Catching up with Michael Cassidy

I began to be really politicised when I was about twelve through the influence of Patrick Duncan, a British colonial servant who lived next door to us in old Basutoland (now Lesotho) and whose father was a former Governor General of South Africa. Pat was passionately anti-apartheid and when the Afrikaner Nationalists came to power in 1948 on the apartheid ticket, Pat drilled into me that this was a political tragedy of the first order to have a formal political policy based on racial segregation.

This was reinforced in my high school years at Michaelhouse, an Anglican church school, where we had politically enlightened speakers, such as Alan Paton visit the school regularly.

After my Damascus road conversion at Cambridge University in 1955, I struggled to see how the personal and social dimensions of the Gospel came together. In due time I saw that these were complementary dimensions of the gospel, being the obverse and reverse sides of One Coin. And it was this conviction and commitment that I took into our African Enterprise ministry when we launched it in early 1965. Trying to preach the gospel in a racially polarized and alienated country was exceedingly difficult. And it landed us endlessly in collision with the apartheid regime.

1985 it fell to me to visit then-President PW Botha as first step in a process of calling on him to release Nelson Mandela and unban the Liberation Movements. He was furious. He also said I must denounce a certain group of black theologians when I was on TV that night being interviewed about a national PRAY-AWAY we had called for the next day, asking the country to stay home & pray. "If you don't,” he said, "I will fix you personally." I refused, though I knew what that could mean for me. And I survived. And the country responded. A local newspaper next morning in the rush hour photographed the busiest road in South Africa, that between Soweto and Johannesburg. There was one lone cyclist!

Not long after that, several black and white colleagues and I were to go into a black township near Port Elizabeth to preach. Police detained us, questioned us for two hours and then forbade us to preach. I replied, "Officer, we got our mandate to preach from God, not from you. We will be preaching there tonight." And we did so in spite of being followed in by two Caspir armored vehicles loaded with soldiers carrying AK47s! Bringing Apartheid down happened through hundreds of acts of defiance like this from thousands of people of all races.

A Congress we mounted in 1973, we insisted be nonracial in attendance, in hotel accommodation, and in transportation. The government went ballistic. And all our overseas speakers, including Billy Graham, were banned & denied entry. My book tells of the miraculous and incredible workings of God, which led to the government reversing its banning of our speakers and the securing, for the first time, nonracial accommodation, bussing, and participation. A newspaper banner read: "Apartheid is doomed."

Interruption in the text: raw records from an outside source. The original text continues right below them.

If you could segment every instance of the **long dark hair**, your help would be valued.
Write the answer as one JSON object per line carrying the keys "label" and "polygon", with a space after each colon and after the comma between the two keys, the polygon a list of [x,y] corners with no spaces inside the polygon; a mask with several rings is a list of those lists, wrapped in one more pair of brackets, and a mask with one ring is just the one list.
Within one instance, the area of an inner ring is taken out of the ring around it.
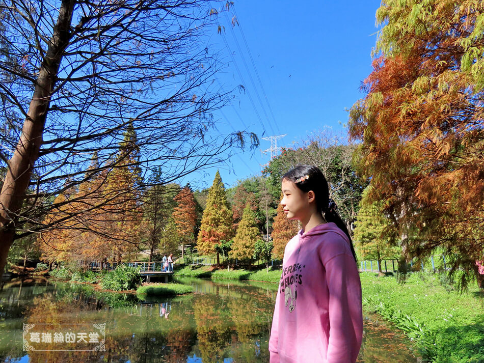
{"label": "long dark hair", "polygon": [[309,190],[313,191],[316,198],[316,206],[318,210],[324,216],[327,222],[333,222],[347,236],[351,252],[355,261],[358,263],[351,236],[346,225],[336,211],[337,207],[336,204],[334,201],[330,199],[328,182],[319,169],[311,165],[298,165],[284,174],[282,179],[294,183],[300,189],[305,193]]}

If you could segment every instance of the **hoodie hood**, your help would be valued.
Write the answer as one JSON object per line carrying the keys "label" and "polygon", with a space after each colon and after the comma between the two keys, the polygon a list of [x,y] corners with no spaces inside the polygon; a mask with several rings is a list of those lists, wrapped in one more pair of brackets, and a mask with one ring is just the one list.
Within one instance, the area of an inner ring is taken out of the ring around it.
{"label": "hoodie hood", "polygon": [[301,229],[298,234],[299,236],[300,239],[303,240],[306,238],[311,238],[314,236],[319,236],[324,233],[327,233],[328,232],[335,232],[337,233],[344,238],[344,240],[348,243],[349,243],[349,240],[348,239],[348,236],[346,236],[346,233],[341,231],[341,230],[339,229],[339,227],[336,226],[335,223],[333,223],[333,222],[318,225],[315,227],[311,229],[306,233],[304,233],[303,232],[303,230]]}

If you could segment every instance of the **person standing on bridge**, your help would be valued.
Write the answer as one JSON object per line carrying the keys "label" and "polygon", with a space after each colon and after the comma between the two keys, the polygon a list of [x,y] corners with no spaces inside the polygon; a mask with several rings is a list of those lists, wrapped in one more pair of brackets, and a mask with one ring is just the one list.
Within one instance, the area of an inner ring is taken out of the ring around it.
{"label": "person standing on bridge", "polygon": [[173,260],[172,258],[173,257],[173,254],[170,254],[170,256],[168,256],[168,272],[173,272]]}
{"label": "person standing on bridge", "polygon": [[162,265],[163,266],[163,271],[164,272],[166,272],[167,267],[168,265],[168,262],[167,262],[167,254],[165,254],[165,256],[163,256],[163,259],[162,260]]}

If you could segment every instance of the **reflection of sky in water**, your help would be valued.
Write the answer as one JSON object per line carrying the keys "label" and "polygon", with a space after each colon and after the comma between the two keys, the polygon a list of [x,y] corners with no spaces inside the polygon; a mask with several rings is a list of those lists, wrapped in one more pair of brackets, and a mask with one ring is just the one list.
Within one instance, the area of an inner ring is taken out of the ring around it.
{"label": "reflection of sky in water", "polygon": [[[85,285],[26,284],[0,292],[0,361],[101,363],[268,361],[268,330],[277,285],[184,279],[196,292],[171,299],[96,292]],[[151,301],[150,301],[151,300]],[[29,356],[22,351],[22,324],[42,322],[107,323],[109,353],[68,357]],[[416,359],[408,340],[394,329],[370,320],[359,363],[404,363]],[[3,342],[1,341],[4,341]]]}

We were doing a city-wide mission in a West African capital. When our media team arrived, although they all had visas, the immigration officials said, "We'll let in the blacks. But the whites must leave on the next flight." At this, our senior black colleague replied, ‘We have fought this type of discrimination all our lives back in South Africa, so why would we tolerate it here? We blacks will leave with them." And they did. This was a nonracial witness both in that country and in South Africa.